Bear tossed the chicken on the grill, I threw on a pot of rice, and I started ransacking the fridge. Not a single vegetable to be had, but I did have Parmesan cheese, and we always have our favorite caesar dressing on hand [side tip – for a nice quick lunch, caesar dressing is great on garbanzo beans]. Bear just ate his chicken and rice with bbq sauce and was happy as a clam, but I toasted up some croutons – one benefit of putting off the grocery shopping is that there’s stale bread on hand – poured some caesar dressing on top of the rice and chicken, and dumped on a big handful of cheese.

Then I took a deep breath and hoped it would be edible.

And it was better than edible, it was really really good. I’ll actually make this again. On purpose, even. If you start seeing chicken caesar bowls popping up on fast food menus, you just remember that I stumbled upon it first.

Roasted goodness

Roasted tomatoes
The last of the summer tomatoes are still showing up at farm stands, so I’ve been snapping them up. And then as is common for me, forgetting about them until they start to go wrinkly. But now I don’t grieve over that like I used to, ever since my friend Sara proved to me that slightly overripe tomatoes are the best ones for roasting.

I tossed these beautiful red and yellow grape tomatoes in a little olive oil and balsamic vinegar and put them under the broiler until the skin started to char. I’ve been eating them for lunch every day with bread and mozzarella cheese. Roasted tomatoes are so good I’ve started ignoring the fresh ones I bring home just to have an excuse to make more.

Roasted sweet potatoes
While I had the broiler going, and with an overcast fall day around me, I kept the roasting love going and made some sweet potato fries by tossing them in olive oil and chili powder.

Roasted squash
And then roasted up some butternut squash in olive oil and plenty of salt. I hated squash for most of my life because all I’d had was nasty defrosted puree. Roasting makes it so good it’s like that stuff I ate as a kid was a whole different vegetable.

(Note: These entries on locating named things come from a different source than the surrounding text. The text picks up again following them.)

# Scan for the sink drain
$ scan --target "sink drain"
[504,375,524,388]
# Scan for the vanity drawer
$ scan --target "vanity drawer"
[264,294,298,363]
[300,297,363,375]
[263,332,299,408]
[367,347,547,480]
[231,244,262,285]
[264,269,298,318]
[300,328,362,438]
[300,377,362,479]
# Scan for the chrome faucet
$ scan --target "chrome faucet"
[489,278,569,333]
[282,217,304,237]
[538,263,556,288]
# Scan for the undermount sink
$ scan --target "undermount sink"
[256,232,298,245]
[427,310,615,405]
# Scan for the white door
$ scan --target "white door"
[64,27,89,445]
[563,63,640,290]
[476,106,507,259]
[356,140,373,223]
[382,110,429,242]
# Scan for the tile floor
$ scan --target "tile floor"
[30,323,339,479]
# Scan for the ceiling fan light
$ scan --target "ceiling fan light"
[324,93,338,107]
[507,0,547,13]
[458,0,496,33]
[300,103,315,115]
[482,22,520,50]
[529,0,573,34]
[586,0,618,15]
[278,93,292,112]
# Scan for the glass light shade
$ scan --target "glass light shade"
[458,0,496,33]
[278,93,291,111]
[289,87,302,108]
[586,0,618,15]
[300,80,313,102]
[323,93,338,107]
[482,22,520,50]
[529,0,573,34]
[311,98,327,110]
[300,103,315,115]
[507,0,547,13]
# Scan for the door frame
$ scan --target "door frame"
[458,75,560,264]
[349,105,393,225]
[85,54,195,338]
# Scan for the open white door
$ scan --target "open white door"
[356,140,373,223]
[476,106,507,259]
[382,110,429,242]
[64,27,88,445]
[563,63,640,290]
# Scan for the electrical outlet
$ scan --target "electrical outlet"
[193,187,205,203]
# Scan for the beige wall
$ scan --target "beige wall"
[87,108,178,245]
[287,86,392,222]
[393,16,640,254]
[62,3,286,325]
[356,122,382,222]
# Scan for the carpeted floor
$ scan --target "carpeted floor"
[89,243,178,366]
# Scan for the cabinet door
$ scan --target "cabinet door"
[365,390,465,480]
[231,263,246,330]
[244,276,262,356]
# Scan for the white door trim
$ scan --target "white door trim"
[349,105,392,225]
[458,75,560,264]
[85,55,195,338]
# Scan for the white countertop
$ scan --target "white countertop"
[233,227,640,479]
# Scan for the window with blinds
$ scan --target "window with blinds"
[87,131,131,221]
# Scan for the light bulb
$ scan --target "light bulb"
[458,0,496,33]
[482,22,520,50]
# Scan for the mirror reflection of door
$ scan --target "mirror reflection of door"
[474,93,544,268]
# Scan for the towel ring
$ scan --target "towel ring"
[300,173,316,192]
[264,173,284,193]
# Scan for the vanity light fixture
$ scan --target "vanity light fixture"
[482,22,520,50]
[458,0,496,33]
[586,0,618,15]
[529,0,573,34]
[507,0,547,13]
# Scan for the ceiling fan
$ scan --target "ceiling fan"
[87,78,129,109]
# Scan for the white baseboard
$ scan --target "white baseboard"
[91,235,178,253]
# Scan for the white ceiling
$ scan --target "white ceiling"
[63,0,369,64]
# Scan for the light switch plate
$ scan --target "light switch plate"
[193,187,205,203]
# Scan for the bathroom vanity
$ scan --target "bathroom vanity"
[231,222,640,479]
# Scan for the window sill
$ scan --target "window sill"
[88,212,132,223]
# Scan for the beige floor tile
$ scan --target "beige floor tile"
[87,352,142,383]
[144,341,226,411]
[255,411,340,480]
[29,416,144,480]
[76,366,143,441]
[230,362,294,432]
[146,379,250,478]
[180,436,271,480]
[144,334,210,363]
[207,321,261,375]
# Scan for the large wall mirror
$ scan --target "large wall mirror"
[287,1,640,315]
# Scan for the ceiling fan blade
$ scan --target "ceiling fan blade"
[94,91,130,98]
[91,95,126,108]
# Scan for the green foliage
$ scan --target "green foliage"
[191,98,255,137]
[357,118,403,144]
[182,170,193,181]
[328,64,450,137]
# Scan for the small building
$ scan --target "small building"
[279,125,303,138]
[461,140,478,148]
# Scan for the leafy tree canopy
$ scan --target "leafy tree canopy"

With all these wonderful fall vegetables roasted up, Atti and I have a feast at lunch time. Well, mainly me because he eats one piece of anything and then refuses anything else but Cheerios, but at least I get to feel like I’m offering him tasty nutritious lunches before I just eat it myself.

Fettuccine in a lemon cream sauce

Fettucini in a lemon cream sauce

The heat is starting to break around here, and we’re now entering that glorious Indian summertime. These days are some of my favorite of the year and disappear so quickly that I want to spend those perfect dusk hours outside instead of worrying about what I’m going to make for dinner. This is a quick one that’s perfect in springtime with fresh garden peas, but frozen peas work so well I still make it all year round. And if you make it with rotisserie chicken from the grocery store, you can have it all done in two pots in the time it takes to cook the pasta.

Fettuccine in a Lemon Cream Sauce

1/2 lb Fettuccine noodles
Small bag frozen peas or 2 cups fresh shelled peas
2 cups chopped cooked chicken
1 oz flour
1 oz butter
2 C cream
1 C milk
Juice and zest from 1 lemon
Salt and pepper to taste

Put the fettuccine on to boil in a pot of salted water. If using frozen peas, microwave them until warm. If fresh, blanch in hot water.

In a medium saucepan, melt the butter and flour together to form a light roux. Add some of the cream and let the roux dissolve. On medium low heat, continue to add the cream and milk as needed so that the sauce is still thickened, but not pasty. Grate the zest into the sauce, then add the juice. Stir to combine, then salt and pepper liberally.

Drain pasta, Add peas and chicken. Toss with the sauce.

To make this even easier on myself, I like to keep a little pre-made roux in the fridge. Then I just cut a hunk off and I just have to let the milk thicken. This is also what Alton Brown would refer to as “refrigerator velcro” meaning you could add anything you’ve got left over in the fridge. Sauteed onions or mushrooms would be great, bacon would never hurt, all manner of herbs would be welcome.

I tend to have the ingredients for this one on hand at all times, so it’s the perfect solution when it’s five o’clock, you’re still out running errands, and you haven’t even begun to think about dinner. Swing by the deli for a chicken and you’ll have dinner in no time.